Why do some horses perform at top talent capacity for some people, but not others?

A friend of mine recently “inherited” a horse from a lady convinced the horse was a low performer. She complained the horse was behaving badly, wouldn’t respond to her direction, was unpredictable and a safety hazard. Recognizing the horse’s potential, my friend agreed to take if off her hands.

Employee and leader behavior often mirrors this phenomenon – an under-performing employee is booted by a leader only to realize unprecedented success under the mentoring tutelage of someone else.

Employee potential, like business potential, is just waiting to be recognized and released, but many leaders don’t take the time needed to develop and encourage it – rather taking the attitude “I got to where I am on my own and everyone else should too – it builds character!”.

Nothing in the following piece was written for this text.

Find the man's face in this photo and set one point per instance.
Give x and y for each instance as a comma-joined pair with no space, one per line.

Here are 5 reasons you should strive to become a better leader:

  1. Forget capital equipment purchases – people decisions are your real $1,000,000 decision
  2. Strong leaders can make a “silk purse out of a sow’s ear”. In other words, they can mentor and motivate virtually any employee to higher levels of performance. It’s easy to engage a top performer, but it takes a strong, focused leader to engage a mediocre performer.
  3. High Employee engagement = better business results (including share price, productivity, talent acquisition and retention, customer satisfaction, safety, quality, etc.).
  4. Having a strong succession plan allows your career the flexibility to fly
  5. Your success depends of the success of your team

All employees have strengths and weaknesses. Take time to evaluate your employee’s natural strengths and provide opportunities that leverage those strengths for both the employee and the organization then sit back and witness lightening in a bottle.

 

*Horse-ism – Using good ‘ole horse sense to become an extraordinary leader!